WordPress 4.4.2 Security Update is Out, Immediate Update Recommended

SMS Text
WordPress 4.4.2 Security Update is Out, Immediate Update Recommended

WordPress 4.4.2, a security update for all versions, is now available for download. WordPress is recommending that everyone update their sites immediately.

Two security issues were found in WordPress 4.4.1 and earlier, including possible SSRF for certain local URIs, and an open redirection attack.

Since these types of things fall outside my level of technical expertise, I did a bit of research to find out what they are and what kind of harm they can do.

SSRF stands for ‘server side request forgery’ and can be deployed by attackers to bypass access controls, such as firewalls, and ultimately crash your system.

An open redirect is a bit more straight forward. It would take a trusted site and redirect visitors to an untrusted site, with the goal to get visitors to land on phishing sites or any other type of malicious site.

While fixing the two major security issues, WordPress 4.4.2 also fixes 17 bugs found in the previous version.

WordPress 4.4.2 can be downloaded directly from the dashboard, or may already be downloaded if your site supports automatic updates.
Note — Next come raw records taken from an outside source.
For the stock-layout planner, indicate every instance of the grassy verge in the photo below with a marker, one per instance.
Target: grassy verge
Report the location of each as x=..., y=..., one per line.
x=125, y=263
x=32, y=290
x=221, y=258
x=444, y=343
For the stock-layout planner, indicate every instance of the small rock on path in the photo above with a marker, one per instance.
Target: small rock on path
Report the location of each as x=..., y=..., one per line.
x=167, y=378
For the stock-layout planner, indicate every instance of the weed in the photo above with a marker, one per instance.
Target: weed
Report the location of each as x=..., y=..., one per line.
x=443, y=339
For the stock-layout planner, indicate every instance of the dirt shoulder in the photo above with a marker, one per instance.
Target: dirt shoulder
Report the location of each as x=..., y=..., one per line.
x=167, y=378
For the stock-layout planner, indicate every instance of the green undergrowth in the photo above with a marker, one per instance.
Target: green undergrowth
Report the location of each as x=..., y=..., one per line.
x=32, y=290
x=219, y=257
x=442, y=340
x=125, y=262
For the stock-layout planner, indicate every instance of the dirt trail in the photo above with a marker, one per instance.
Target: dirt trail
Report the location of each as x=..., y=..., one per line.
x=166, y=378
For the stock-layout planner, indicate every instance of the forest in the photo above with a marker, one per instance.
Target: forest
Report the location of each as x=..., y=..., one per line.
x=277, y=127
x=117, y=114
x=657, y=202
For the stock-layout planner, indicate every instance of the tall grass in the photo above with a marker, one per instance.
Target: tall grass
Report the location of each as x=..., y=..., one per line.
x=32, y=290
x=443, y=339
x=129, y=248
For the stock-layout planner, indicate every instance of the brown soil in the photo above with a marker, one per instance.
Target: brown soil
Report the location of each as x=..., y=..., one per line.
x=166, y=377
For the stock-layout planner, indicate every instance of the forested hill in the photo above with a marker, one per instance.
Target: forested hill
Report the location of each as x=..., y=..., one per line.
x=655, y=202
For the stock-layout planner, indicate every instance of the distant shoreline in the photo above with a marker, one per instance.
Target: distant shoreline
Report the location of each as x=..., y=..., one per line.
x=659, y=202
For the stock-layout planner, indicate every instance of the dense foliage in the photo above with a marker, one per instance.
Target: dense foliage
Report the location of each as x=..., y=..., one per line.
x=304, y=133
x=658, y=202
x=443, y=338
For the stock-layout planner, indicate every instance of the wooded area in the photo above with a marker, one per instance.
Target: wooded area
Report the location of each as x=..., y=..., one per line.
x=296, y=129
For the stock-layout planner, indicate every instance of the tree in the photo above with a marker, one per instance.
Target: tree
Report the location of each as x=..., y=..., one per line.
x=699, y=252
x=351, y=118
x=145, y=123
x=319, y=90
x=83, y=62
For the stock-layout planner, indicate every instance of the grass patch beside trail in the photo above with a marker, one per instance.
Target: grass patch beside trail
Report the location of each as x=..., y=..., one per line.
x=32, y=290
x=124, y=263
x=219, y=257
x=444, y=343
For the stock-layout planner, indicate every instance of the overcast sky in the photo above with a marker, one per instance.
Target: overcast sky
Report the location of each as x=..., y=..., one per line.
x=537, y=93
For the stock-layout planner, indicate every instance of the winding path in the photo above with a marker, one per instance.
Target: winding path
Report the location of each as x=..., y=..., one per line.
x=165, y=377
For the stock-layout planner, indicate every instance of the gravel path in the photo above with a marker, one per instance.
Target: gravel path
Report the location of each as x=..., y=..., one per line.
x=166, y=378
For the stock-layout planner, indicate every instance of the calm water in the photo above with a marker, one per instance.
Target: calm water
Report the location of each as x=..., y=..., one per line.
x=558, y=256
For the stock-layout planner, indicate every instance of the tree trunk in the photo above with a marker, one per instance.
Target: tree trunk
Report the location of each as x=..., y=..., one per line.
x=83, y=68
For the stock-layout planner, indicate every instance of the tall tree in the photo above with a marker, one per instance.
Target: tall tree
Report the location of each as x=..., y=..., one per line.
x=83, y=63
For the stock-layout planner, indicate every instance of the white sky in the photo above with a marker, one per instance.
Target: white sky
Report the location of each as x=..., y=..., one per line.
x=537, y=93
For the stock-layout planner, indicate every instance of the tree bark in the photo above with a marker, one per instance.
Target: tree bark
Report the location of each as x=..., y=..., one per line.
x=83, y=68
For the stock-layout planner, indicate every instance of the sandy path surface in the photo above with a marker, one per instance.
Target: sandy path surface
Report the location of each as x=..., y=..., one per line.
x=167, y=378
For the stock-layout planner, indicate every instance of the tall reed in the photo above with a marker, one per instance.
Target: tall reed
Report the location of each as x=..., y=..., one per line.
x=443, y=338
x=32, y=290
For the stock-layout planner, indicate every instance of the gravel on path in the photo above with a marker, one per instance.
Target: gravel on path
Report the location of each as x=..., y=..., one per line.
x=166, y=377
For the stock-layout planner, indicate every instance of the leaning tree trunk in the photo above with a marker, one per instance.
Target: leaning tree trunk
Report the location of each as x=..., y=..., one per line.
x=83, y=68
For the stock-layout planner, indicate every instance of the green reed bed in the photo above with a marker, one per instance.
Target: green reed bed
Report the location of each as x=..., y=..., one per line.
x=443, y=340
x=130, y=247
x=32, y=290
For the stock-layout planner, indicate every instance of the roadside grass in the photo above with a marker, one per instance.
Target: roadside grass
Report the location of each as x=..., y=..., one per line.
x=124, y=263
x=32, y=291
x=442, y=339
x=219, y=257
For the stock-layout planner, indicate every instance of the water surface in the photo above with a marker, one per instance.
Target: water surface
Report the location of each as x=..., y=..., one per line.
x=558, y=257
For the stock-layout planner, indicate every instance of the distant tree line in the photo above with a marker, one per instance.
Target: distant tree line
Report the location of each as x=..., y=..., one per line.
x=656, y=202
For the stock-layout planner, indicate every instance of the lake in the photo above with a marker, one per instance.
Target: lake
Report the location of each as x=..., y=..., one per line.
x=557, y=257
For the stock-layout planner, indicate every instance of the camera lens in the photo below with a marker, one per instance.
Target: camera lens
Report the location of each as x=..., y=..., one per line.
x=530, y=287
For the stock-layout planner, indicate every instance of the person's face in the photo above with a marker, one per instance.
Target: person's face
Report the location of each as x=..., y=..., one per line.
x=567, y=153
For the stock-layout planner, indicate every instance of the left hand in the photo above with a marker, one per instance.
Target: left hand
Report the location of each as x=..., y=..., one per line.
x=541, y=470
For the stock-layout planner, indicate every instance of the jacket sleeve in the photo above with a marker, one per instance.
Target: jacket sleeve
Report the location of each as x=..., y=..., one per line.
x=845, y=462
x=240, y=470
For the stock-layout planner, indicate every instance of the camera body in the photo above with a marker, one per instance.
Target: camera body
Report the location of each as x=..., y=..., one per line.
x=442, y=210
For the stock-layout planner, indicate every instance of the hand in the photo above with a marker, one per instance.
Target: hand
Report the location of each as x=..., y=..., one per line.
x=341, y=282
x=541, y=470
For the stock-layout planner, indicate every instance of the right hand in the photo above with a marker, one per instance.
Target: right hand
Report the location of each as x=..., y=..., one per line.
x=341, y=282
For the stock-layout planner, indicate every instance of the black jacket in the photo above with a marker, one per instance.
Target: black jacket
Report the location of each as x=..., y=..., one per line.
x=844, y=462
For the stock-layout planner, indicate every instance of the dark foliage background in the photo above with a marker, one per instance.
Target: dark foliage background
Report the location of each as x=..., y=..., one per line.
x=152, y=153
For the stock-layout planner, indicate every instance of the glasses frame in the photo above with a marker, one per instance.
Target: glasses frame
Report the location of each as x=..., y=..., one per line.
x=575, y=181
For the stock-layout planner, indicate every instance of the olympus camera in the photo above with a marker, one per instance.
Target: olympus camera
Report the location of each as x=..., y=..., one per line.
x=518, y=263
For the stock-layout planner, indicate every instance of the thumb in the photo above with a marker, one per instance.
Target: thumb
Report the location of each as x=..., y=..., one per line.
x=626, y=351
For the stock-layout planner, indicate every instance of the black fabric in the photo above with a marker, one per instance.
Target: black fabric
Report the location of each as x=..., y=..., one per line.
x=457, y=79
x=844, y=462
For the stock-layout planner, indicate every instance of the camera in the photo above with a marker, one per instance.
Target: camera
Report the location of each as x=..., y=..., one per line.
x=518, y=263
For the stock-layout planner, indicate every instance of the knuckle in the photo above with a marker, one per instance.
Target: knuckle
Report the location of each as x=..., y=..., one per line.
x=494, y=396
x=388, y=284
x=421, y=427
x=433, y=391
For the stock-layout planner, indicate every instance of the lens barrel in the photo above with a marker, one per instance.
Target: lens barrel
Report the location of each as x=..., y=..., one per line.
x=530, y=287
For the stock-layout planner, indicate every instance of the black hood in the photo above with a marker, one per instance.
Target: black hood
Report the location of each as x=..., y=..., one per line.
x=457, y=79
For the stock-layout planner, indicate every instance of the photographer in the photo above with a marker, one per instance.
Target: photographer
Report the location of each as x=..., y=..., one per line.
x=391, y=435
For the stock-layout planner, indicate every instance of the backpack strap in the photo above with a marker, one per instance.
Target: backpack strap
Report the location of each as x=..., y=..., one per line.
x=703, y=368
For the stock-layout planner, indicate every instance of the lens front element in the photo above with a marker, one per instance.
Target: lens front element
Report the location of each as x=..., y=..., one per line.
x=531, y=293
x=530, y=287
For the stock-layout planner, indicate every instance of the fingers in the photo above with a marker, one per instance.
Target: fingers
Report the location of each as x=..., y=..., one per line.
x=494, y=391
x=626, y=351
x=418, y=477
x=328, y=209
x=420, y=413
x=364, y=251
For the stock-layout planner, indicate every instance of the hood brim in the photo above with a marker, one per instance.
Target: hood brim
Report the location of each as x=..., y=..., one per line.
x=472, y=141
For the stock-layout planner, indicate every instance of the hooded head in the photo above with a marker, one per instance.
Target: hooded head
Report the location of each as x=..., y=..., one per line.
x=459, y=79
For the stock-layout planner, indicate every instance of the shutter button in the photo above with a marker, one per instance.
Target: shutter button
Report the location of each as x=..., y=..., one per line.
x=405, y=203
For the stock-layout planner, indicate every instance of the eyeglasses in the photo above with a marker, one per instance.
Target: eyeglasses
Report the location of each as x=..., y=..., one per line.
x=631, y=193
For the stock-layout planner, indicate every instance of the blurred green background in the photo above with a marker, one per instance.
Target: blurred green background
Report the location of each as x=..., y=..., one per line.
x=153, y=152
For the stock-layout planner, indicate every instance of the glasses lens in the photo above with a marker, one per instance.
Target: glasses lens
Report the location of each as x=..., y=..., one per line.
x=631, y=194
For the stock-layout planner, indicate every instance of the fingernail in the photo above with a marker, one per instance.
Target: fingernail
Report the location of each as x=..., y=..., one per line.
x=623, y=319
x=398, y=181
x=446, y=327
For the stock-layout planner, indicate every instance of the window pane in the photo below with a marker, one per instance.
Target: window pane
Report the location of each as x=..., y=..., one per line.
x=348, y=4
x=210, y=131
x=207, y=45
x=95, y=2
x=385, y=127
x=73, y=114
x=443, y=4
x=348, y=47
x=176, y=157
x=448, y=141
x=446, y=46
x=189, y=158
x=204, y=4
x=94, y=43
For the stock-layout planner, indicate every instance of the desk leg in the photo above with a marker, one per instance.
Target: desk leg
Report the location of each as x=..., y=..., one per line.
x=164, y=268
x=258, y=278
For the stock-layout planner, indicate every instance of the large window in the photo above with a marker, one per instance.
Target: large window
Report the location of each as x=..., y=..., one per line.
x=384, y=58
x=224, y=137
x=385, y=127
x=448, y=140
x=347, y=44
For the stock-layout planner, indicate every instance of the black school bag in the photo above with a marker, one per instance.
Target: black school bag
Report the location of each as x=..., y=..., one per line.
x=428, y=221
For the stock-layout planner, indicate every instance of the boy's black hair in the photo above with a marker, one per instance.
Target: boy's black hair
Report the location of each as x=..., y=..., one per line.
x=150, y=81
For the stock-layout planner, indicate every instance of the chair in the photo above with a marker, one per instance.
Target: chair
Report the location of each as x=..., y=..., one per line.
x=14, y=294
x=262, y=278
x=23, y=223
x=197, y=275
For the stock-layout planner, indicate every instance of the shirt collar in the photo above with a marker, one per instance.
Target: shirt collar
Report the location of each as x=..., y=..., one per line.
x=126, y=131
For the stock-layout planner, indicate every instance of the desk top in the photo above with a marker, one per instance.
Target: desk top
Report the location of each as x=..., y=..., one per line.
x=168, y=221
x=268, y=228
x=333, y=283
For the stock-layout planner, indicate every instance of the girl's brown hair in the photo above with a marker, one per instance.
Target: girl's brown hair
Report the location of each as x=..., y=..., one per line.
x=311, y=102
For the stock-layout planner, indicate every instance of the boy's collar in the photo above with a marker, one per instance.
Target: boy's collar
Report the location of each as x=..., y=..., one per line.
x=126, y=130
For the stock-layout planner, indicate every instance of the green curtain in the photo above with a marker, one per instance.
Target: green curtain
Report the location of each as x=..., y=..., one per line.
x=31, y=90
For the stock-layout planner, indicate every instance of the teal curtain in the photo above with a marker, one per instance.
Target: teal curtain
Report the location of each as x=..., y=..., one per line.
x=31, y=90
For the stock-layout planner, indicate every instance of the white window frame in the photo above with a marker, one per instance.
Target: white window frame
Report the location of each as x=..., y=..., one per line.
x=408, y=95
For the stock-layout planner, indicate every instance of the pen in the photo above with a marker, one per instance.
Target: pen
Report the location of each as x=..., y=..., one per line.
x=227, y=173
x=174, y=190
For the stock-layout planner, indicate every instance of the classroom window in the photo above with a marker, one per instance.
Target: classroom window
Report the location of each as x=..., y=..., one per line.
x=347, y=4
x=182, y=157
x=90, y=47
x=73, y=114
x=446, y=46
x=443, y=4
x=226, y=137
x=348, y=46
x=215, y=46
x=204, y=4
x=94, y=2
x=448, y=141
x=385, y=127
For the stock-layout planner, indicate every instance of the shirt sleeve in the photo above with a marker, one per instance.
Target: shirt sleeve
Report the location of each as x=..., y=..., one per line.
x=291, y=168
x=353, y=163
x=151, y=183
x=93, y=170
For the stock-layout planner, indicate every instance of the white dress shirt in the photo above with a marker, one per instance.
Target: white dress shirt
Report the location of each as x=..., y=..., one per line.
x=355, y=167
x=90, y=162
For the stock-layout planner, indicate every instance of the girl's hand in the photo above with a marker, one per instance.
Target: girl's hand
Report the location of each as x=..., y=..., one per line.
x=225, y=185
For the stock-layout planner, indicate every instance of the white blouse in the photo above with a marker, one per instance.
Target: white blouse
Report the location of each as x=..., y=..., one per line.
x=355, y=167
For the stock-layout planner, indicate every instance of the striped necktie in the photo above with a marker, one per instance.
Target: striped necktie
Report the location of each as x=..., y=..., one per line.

Featured Image Credit: David Molina G / Shutterstock.com

Matt Southern
Matt Southern has been the lead news writer at Search Engine Journal since 2013. His passion for helping people in all aspects of online marketing... Read Full Bio
Matt Southern
Subscribe to SEJ!
Get our weekly newsletter from SEJ's Founder Loren Baker about the latest news in the industry!
  • Siri Innovations

    Really it was good news because if we get the security update we will conform and update the word press plugins which cant disturb our website. Now lots of websites need to be update for good results.

  • aditarani

    thank you so much for giving such a grate post i really have grate use of this post and appreciated for you work thanking you

  • Hemang Rindani

    WordPress is a great enterprise web content management system with amazing functionalities that help to design, develop and manage some powerful websites. Easy to use interface, flexibility, scalability and thousands of built-in modules, themes and plugins make WordPress a popular platform that developers like to adopt and thus has been adopted by many businesses. Usually security is not a concern with WP sites, however with increasing popularity, it has been attacked too often. From the SSL injection to SSRF and an open redirection attack, there have been various such attacks. WordPress’ team has been doing well to cover up these vulnerabilities by providing patches. Versions starting from 4.2 are assumed as strongest releases that has addressed uncountable number of loopholes and the latest version 4.4 have other few amazing changes that makes life easier for WordPress users.